Yatkin, who opens the program with a preview of What dreams may come, performs an exquisitely calibrated solo that excavates the tension between persecution and autonomy. Embedding factious images into fluid phrases, she takes the personal — and the political — and renders them eternal. It's not easy to command an audience's attention for three-quarters of an hour with nothing save your presence and a microscopic stage. Yatkin, though, does it through textured actions that sing with the sublime and the macabre.
She begins huddled on the floor, shrouded in black gauze that stretches off stage. To a recorded score of insistent gasps alternating with classical melodies, Yatkin rises, and with only her sinewy legs showing, presses her knees together and flexes her toes. Spotlights positioned around the stage floor shine casting ominously beautiful shadows against the white backdrop. Fear and horror loom large, present but not yet real.

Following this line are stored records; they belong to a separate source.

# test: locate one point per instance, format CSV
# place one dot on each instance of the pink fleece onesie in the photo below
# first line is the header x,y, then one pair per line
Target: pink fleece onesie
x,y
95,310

Yatkin disengages from the fabric, and her actions take on more urgency. Drawing from Eastern and Western influences, she ripples her spine, rises on one leg, covers her eyes, and clutches her tape-covered mouth. She enters the seating area to stroke the hands of several audience members (at least one of whom appears to be a plant) and twirls them around in a tender slow dance. What dreams may come ends with Yatkin stretched into a tortured X, immolated but too poignant to be obliterated.
ASMED Balletto di Sardegna's premiere of Aragosta begins with a strong premise. Inspired by the unconventional life of Italian fashion designer Elsa Schiaparelli, three women with spiky coifs enact a fashion show. They smack their nude bodies in a cadenced tattoo; they strut and hit poses dripping with attitude. Removing clothes, the ostensible purpose for these events, lies bare the power of periphery— thumping rhythms, ceaseless swaggering, and haughty posturing — in the fashion industry: The couture is nothing more than an excuse for the ego to parade and peacock.
Aragosta soon abandons this proposition and drifts episodically. The trio shuffles about, hums a droning melody, and kisses each other. Endless repetition and tuneless vocalizations cause us to lose interest. Finally, the piece ends with each dressing in a unique outfit: a ruffled cocktail dress, a blue shorts and camisole combination, and a white sundress. Sizing each other up, they sniff and exit in opposite directions. Do clothes make the man, but ruin the human? It’s a fair question, yet the piece’s relentless tedium lessens the desire to answer it.